ANDERSON — After her first year as a member of the U.S. House, Rep. Susan Brooks expressed surprise at the pace and the amount of homework required before voting on legislation.
Brooks, R-5th Dist., was elected in 2012 to fill the seat left vacant when long-time Republican Dan Burton announced his retirement.
“The pace at which we’re asked to vote on things is a very fast pace,” Brooks said during an interview with The Herald Bulletin regarding her first year in office. “We never know until the morning of each day what we’re going to be voting that day.”
Another surprise during her first year has been the amount of reading and homework required at night.
“I take things home to read,” she said. “Whether it’s getting prepared for hearings or information about the bills. The pace is much faster than I thought it would be.”
Brooks said a pleasant surprise was in finding her colleagues, from both political parties, to be smart, hard working, prepared and patriotic.
As in any new position with a steep learning curve, Brooks has been assigned a mentor, Rep. Renee Ellmers, R-N.C. She also talks regularly with Rep. John Kline, R-Minn, and Indiana Sen. Dan Coats, also a Republican.
“The Indiana delegation works well together,” Brooks said. “I talk every day with members of the delegation.”
Mike McDonald, a member of the core group with the Madison County Tea Party, said most of the membership like Brooks and comments have been mostly positive.
“She is a freshman,” McDonald said. “She has less authority and is still learning the ropes. She will continue to learn.”
“Overall, she is a conservative and believes in Constitutional values,” he said.
Tea Party activists were concerned about her votes on the federal budget and government shutdown, McDonald said.
“It didn’t accomplish anything,” he said. “It just kicked the can down the road. It didn’t balance the budget or reduce the debt.”
McDonald said the group doesn’t consider Brooks to be a “Rhino,” a Republican in name only.
Sen. Joe Donnelly, D-Ind., said he has worked with Brooks on a number of issues.
“She’s willing to listen,” he said of Brooks. “The overall view is favorable.”
A disappointment, Brooks said, is that Congress has not been able to reach compromises on major reform issues. As examples, she mentioned tax reform, immigration and entitlement programs.
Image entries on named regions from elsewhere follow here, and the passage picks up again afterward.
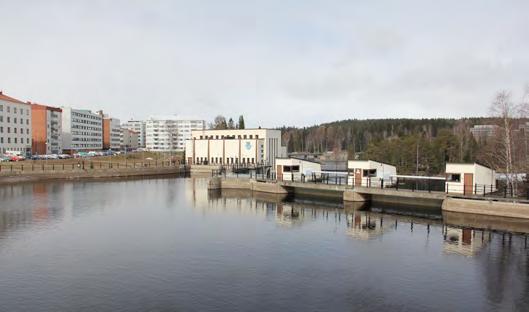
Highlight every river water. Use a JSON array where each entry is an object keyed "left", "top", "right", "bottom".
[{"left": 0, "top": 178, "right": 529, "bottom": 311}]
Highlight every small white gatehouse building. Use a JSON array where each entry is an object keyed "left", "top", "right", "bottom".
[
  {"left": 445, "top": 163, "right": 496, "bottom": 195},
  {"left": 276, "top": 158, "right": 321, "bottom": 181},
  {"left": 347, "top": 160, "right": 397, "bottom": 187}
]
Brooks voted in favor of legislation that ended the shutdown of the federal government last October, the compromise budget and appropriations bills.
The shutdown and compromise votes have drawn criticism from David Stockdale, a Carmel businessman who is running against Brooks in the May primary. Stockdale said Brooks' votes reflect an allegiance to the Republican party.
"She originally wanted a shutdown ... She just reversed her position," Stockdale said. "When she started the process and voted to fight and defund Obamacare. ... When the President refused to budge on that, she finally voted to end the shutdown and fund Obamacare."
Stockdale was recently in Anderson, where he said he would have voted against the budget deal.
Brooks said, “I respect people’s opinions."
She added, “Both of those votes didn’t have everything in those bills we wanted them to have. As we described during the shutdown ‘the train was off the track.’ The votes at least put the train back on the track and moving in the right direction."
“Things have been passed in the House and are still sitting in the Senate,” she said. “We have passed bills in a bipartisan way.”
Brooks said at first she didn’t see cooperation between the Republican and Democrat parties and the House and Senate until the last few months of 2013.
“That gives me optimism for 2014,” she said. “We passed the appropriation bill, which is the first time in over four years that the House and Senate have re-prioritized spending.”
She said the 2012 freshmen class in the U.S. House got the message from the American people that they wanted Congress to work out their differences.
“They want us to not give up on our principles, but find some common ground,” Brooks said. “The freshmen are having more meetings than in the past and trying to find some legislation to work on together. Those areas are more government efficiency.”